福岡県弁護士会 宣言・決議・声明・計画

2025年6月30日

死刑執行に抗議する会長声明

声明

 本日、国内において1名の死刑確定者に対して死刑が執行された。前回の死刑執行は、令和4年7月26日であり、2年11か月が経過しての執行となった。国際社会から死刑廃止の要請もあり日本でも死刑が執行されない状態が続くと思われたが、突然の執行であった。
 たしかに、突然に不条理な犯罪の被害に遭い、大切な人を奪われた状況において、被害者の遺族が厳罰を望むことはごく自然な心情である。しかも、日本においては、犯罪被害者及び被害者遺族に対する精神的・経済的・社会的支援がまだまだ不十分であり、十分な支援を行うことは社会全体の責務である。
 しかし、そもそも、死刑は、生命を剥奪するという重大かつ深刻な人権侵害行為であること、誤判・えん罪により死刑を執行した場合には取り返しがつかないことなど様々な問題を内包している。
 人権意識の国際的高まりとともに、世界で死刑を廃止または停止する国はこの数十年の間に飛躍的に増加し、2024年の統計では、法律上及び事実上の死刑廃止国は145か国(死刑存置国は54か国)となっている。経済協力開発機構(OECD)加盟38か国のうち、死刑制度を存置しているのは3か国(韓国、米国、日本)のみであり、韓国では1997年以降、死刑が執行されておらず、米国では50州中23州で死刑が廃止、2021年7月には、連邦レベルでも死刑執行が停止されている。
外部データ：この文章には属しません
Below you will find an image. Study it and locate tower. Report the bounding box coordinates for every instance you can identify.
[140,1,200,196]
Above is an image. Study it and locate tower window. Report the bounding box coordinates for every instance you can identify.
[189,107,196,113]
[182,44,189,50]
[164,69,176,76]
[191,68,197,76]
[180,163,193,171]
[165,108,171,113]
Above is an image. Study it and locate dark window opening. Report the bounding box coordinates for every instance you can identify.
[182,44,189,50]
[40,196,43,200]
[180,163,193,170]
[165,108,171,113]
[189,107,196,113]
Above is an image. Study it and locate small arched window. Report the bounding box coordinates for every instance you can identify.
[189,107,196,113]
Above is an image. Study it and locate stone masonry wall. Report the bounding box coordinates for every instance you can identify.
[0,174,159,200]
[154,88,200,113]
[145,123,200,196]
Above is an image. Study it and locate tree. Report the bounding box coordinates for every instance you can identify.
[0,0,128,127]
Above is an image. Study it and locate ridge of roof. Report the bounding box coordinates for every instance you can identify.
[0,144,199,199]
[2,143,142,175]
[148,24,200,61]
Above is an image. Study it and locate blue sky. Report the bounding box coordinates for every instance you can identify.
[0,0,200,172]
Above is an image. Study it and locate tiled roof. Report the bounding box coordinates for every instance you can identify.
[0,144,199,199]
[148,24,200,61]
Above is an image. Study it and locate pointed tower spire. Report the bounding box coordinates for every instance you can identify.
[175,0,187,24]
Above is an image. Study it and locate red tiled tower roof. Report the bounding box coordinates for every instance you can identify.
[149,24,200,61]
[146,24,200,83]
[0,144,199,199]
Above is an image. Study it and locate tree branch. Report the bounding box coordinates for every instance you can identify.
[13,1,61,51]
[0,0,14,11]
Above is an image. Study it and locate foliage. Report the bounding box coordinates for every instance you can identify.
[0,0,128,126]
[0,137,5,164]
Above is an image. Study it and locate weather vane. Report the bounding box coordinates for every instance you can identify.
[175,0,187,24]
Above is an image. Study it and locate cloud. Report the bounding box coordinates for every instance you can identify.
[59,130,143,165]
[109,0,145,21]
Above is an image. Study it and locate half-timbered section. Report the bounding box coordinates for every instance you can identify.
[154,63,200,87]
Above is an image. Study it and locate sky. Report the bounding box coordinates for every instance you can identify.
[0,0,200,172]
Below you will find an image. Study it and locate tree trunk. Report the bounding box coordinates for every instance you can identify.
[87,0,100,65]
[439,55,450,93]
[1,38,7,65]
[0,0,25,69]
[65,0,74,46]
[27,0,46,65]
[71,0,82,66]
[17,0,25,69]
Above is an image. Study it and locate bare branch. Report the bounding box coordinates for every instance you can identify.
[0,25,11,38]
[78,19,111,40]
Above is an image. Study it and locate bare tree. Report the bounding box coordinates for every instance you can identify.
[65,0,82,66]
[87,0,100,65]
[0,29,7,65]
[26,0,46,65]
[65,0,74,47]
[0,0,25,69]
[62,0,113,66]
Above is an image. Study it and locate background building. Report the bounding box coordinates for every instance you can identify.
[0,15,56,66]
OECD加盟国のうち、日本のみが国家として死刑を執行している。
 このような世界の情勢もあり、日弁連が中心となり「日本の死刑制度について考える懇話会」が設置され、複数の国会議員や学識経験者、警察・検察出身者、弁護士、経済界、労働界、被害者団体、報道関係者、宗教家及び文化人など各層の有識者によって議論があり、同会は、2024年11月13日、報告書を公表し、「現行の日本の死刑制度とその現在の運用の在り方は、放置することの許されない数多くの問題を伴っており、現状のまま存続させてはならない」という基本的な認識を示した。
 当会においても、2025年1月29日に、死刑制度の廃止に向けて、本報告書の提言に沿って、早急に、国会及び内閣の下に死刑制度に関する根本的な検討を任務とする公的な会議体を設置すること、その結論が明らかにされるまでは死刑の執行を停止することを強く求める会長声明を発しており、これまでも1996年以降、死刑執行に対し、都度これに抗議する会長声明を発出してきたほか、2020年9月18日に「死刑制度の廃止を求める決議」を採択し、2021年8月25日には「米国における連邦レベルでの死刑の執行停止を受け、日本における死刑制度の廃止に向けて、死刑執行の停止を求める会長声明」を発出してきた。
 そこで、当会は、国に対し、今回の死刑執行について強く抗議の意思を表明するとともに、日本が、基本的人権の尊重、特に生命権の不可侵性の価値観を共有できる社会を目指そうとしている国際社会と協調し、国連加盟国の責務を果たせるよう、あらためて死刑制度の廃止に向けて死刑の執行を停止することを強く要請するものである。